At the back of the nasopharynx lies the opening of the eustachian tube. Infection of the nasopharynx is closely related to middle ear infection. Otitis media, acute inflammation of the middle-ear cavity is common in children. Since both middle ear chambers connect to the nasopharynx, it is usually bilateral. Infection most commonly follows an acute upper respiratory tract infection. The symptoms of otitis media are earache which may be throbbing and severe and deafness. The signs include tenderness to pressure on the mastoid process and changes in the tympanic membrane. The tympanic membrane may be bulging with loss of landmarks, or may even be perforated. The chamber of the middle ear is continuous through the eustachian tube with the nasopharynx, but also with the mastoid antrum and mastoid air cells. Infection of the mucosa lining the middle ear will extend to the mastoid air cells. Within the middle ear are the small bones, the ear ossicles, which transmit movement of the tympanic membrane to the cochlear apparatus. Infection in the middle ear can result in limitation of movement of the malleus, stapes and uncus resulting in some level of deafness. Movement of these bones is controlled normally to some extent by two muscles. The tensor tympani attaches to the malleus and the stapedius inserts on the stapes. The middle ear is usually at atmospheric pressure since the eustachian tube is open to the nasopharynx. In respiratory infection the mucosa swells and the tube becomes obstructed. If antibiotics do not control the infection and inflammation then the pressure in the middle ear can be relieved by puncturing the tympanic membrane. A myringotomy is performed by making a crescent shaped cut over the cone of light.

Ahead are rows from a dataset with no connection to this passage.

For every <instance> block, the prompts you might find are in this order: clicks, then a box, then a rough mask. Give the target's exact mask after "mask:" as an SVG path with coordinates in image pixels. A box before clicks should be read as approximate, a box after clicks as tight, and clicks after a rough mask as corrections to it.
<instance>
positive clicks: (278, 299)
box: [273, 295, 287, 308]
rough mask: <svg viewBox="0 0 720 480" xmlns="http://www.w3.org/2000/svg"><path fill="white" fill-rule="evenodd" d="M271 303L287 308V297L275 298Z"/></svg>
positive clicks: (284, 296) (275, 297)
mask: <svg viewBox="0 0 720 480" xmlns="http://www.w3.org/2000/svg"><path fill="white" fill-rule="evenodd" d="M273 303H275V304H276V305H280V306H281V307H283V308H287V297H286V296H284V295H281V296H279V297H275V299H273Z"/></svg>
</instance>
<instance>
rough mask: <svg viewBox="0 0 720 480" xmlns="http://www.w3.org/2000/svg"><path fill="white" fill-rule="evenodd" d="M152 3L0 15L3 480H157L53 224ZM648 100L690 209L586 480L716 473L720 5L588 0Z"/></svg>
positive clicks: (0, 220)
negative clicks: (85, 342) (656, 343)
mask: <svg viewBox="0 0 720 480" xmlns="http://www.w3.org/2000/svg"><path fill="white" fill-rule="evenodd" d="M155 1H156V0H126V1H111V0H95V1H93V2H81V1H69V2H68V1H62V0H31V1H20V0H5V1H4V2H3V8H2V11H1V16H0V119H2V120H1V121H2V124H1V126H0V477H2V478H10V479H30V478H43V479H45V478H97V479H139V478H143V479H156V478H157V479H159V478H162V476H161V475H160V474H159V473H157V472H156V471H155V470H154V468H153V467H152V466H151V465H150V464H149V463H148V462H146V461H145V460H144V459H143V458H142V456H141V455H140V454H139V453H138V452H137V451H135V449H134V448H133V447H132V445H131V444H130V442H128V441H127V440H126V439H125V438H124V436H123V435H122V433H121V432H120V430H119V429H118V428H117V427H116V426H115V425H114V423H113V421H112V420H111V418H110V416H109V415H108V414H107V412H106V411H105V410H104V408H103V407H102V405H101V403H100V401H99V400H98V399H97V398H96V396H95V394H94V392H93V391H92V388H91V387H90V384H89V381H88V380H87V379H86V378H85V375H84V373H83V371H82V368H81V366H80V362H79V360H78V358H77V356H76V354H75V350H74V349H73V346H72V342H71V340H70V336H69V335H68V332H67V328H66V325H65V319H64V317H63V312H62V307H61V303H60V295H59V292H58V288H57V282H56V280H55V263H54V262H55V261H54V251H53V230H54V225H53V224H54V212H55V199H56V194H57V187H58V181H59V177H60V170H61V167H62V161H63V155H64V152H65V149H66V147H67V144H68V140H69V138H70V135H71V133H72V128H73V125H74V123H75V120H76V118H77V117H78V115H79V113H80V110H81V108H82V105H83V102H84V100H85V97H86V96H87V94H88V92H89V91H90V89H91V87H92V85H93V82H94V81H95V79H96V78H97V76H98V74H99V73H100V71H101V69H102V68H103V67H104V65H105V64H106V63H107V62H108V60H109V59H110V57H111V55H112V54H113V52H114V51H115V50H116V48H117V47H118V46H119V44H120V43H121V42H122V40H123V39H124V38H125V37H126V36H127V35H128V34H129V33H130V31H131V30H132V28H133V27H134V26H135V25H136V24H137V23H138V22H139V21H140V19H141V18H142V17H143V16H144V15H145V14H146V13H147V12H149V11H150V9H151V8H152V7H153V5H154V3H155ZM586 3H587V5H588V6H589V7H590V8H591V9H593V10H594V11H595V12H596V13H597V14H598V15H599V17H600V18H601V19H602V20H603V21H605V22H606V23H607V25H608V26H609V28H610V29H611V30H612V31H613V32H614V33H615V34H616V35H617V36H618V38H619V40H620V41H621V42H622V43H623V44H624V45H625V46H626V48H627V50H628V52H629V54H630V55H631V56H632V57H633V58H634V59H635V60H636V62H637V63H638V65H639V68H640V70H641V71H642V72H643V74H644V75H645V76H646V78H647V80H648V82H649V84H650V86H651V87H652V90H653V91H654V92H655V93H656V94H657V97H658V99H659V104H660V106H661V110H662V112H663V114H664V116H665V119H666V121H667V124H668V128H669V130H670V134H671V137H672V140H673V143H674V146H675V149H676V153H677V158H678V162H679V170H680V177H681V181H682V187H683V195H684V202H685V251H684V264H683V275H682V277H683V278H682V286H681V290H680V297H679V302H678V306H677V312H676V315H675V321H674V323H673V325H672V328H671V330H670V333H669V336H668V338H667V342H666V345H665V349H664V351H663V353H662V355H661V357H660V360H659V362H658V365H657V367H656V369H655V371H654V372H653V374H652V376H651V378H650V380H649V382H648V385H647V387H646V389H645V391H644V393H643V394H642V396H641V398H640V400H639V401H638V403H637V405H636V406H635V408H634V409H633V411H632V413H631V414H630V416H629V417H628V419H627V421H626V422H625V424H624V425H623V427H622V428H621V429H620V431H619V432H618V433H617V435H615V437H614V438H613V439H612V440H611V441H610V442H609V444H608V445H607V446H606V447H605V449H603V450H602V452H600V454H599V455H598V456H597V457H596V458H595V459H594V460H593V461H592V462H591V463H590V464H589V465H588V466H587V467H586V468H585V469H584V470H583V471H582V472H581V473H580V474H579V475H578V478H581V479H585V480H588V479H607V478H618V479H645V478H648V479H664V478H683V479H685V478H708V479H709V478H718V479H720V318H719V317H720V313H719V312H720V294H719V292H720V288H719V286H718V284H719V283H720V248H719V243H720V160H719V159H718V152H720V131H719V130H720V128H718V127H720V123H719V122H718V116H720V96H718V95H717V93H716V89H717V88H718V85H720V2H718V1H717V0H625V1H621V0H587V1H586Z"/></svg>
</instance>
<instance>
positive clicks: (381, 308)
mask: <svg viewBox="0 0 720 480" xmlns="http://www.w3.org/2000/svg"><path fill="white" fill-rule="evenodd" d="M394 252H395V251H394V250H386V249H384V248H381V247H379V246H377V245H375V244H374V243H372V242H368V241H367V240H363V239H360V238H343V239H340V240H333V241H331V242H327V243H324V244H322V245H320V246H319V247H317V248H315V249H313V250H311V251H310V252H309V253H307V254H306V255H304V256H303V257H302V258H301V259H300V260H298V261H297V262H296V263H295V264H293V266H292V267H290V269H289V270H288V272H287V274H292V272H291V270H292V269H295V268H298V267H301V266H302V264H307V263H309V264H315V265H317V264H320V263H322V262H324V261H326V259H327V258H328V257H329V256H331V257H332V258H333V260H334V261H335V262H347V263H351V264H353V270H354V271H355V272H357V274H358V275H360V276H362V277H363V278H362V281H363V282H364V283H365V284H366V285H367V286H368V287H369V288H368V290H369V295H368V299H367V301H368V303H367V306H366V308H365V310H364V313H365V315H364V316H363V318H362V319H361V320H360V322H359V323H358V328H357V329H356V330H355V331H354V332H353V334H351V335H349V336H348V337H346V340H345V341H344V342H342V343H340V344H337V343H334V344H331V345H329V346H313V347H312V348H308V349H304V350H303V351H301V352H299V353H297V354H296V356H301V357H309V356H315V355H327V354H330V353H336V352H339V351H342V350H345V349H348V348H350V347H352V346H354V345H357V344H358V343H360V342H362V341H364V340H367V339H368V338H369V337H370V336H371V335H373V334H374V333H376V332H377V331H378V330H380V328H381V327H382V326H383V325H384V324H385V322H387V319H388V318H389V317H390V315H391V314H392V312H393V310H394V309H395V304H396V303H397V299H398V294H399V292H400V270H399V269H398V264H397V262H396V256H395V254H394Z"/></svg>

The adenoid mass of lymphoid tissue is situated on the posterior wall of the nasopharynx and bulges into the cavity in children. As a result of upper respiratory infection the adenoids become hypertrophied and obstruct the nasopharynx. Obstruction leads to mouth breathing and dry mouth. This lymphoid tissue forms part of a ring of such tissue around the pharynx. Adenoidectomy is carried out under general anesthesia with endotracheal intubation.

The soft palate usually closes off the nasopharynx from the oropharynx during swallowing and speech. Removal of part of the posterior pharyngeal wall might leave a gap allowing fluid to pass up into the nose, and speech to be altered.